DISCLAIMER: Not mine, no profit, yadda, yadda, yadda.
Chapter 1 |
Chapter 2 |
Chapter 3 |
Chapter 4 |
Chapter 5 Chapter 6
Nyssa opened the cupboard in the TARDIS lab where the medicines were kept and scanned the contents. As she turned to ask a question, she realised that Jake, who had been right behind her, was there no longer. She paused, then ventured back into the corridor.
"Oh," she said softly as she saw him. He leaned against a roundelled wall, halfway to his knees. His hands clenched against the edge of a roudel, his knuckles white. She couldn't see his face. But she'd seen something like this happen before. "Jake!" Her concern spiked when he didn't respond. "Jake, what's wrong? Is it the TARDIS again? Here, let me help you--"

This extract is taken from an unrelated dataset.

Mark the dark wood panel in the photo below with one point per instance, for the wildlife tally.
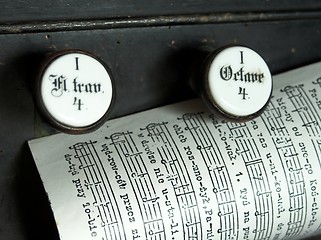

She touched his shoulder and he threw her off with a guttural noise. She staggered, catching her balance only because her back hit the opposing corridor wall. The impact knocked the breath from her.
When she looked back up, he was standing without support. His back was to her, and it struck her immediately that his posture was very strange - very straight, with locked-limb, jerky movements like a rudimentary wooden puppet. His balance was not good, seeming almost to desert him at any shift in posture.
"Jake...?" Nyssa tried again cautiously.
Then he turned around, and her concern turned to fear. There was something about his eyes...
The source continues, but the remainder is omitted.